Since then, the character has developed into Fayubi's lifelong best friend. They run away to Mâton together as children, are roommates all through school, and stay in touch afterward. This is all backstory, taking place decades before the events of the first book. But when Fayubi gets in terrible trouble in Mages of Mâvarin, Harisoni turns up again as his friend and guide.
So anyway, six months ago I decided to shorten the character's name by one syllable. Y'see, mages get an extra syllable added to their names at their Robings, so having a three-syllable name in Mâvarin usually means that you're a mage. Because being a mage is not universally thought of as a Good Thing, most children are given one or two syllable names: Pol, Clif, Suri, Masha and so on. (A final a or e makes it a girl's name, and an i or o makes it a boy's name.) That way, when they're adults, nobody will think they're mages unless they really are mages, and their names really have been lengthened. This is all stuff I worked out years and years ago.
But Harisoni is four syllables, and the derivation is too obvious. So Harisoni became Harisi. Working backwards, Harisi's childhood name (and the nickname his wife uses) became Hari.
This was all fine and dandy until last night, when for the first time I wrote a scene that takes place decades before the first book, in which Hari and Fabi run away to the Mâton College of Magic. That's right: the kid's an orphan. Named Hari. At a school of magic.
It didn't occur to me until tonight that someone might be reminded of an orphan named Harry, at a school of witchcraft and wizardry. Aargh!!!!!!
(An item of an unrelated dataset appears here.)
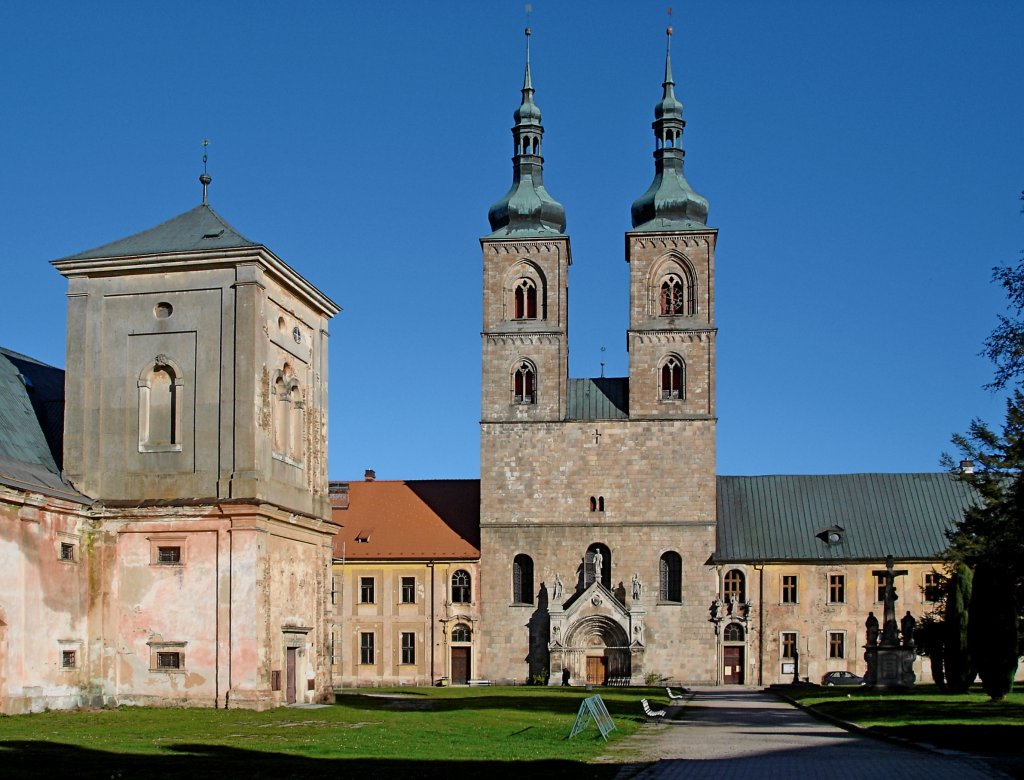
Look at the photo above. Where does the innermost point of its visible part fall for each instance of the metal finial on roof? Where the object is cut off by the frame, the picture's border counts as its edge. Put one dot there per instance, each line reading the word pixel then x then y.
pixel 670 203
pixel 205 178
pixel 527 208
So. I can let Harisi be Harisi, with a childhood name that was meant to evoke Hare Krishna but which can be construed as a ripoff of J. K. Rowling. Until I write the prequel, the character's always going to be an adult called Harisi anyway, having essentially nothing in common with that Potter kid except a lack of living parents. (When you're pushing 50, that's not terribly unusual.)
Or...
I can do forty documents' worth of search and replace, turning him back into Harisi / Harisoni. Maybe nobody will notice that he's a musical mystic with a Beatlish name and a quirky sense of humor. That'll work, right?
Or...
Sara suggested Haro for the childhood name. That way he becomes Hariso as a mage. The Beatle reference becomes less distractingly obvious, the Potter connection fades, and I just have to deal with the fact that I don't like the name much.
What should I do? People who actually read and like this stuff, please comment or email me (mavarin at aol.com) your thoughts on this subject. Thanks!
Karen
Art by Sherlock
P.S. (Monday, 11:36 AM MST) Here's a thought. How about Hasi and Harisi? That follows the naming rules, eliminates the Potter connection, and leaves the character with his current mage name. Only problem is that Hasi sounds a bit like Jonny Quest's friend Haji. Whaddaya think?
And then there's this. Becky asks:
= How about Haru, Haruo... Haruo is Japanese for Spring and also my FIL's name. Haru for short. Or you could just change the first character of his name. Bari, Barisi, Barisoni...yadda. :-) =
I like both of those names, but they don't port well linguistically. Haru would be a monûn name in Mavarinû because of the final u, and the character doesn't qualify for that. (Baku is a monûn character.) The mage name would be Harusi or Haruso (does he sing opera?) or Harisu, which sounds Japanese but still follows Mavarinû nomenclature. Mavarinû doesn't have adjacent vowels, so Haruo doesn't work. Nice names, though. I could probably dump the distinction of the final u being ethnically monûn, but not without going through my character lists and seeing where things stand now in this respect. I have over 150 named characters, so every change has potential consequences.
Li's brother, Barselti, was named Barisi in an earlier draft. And yes, his childhood name / nickname is Bari.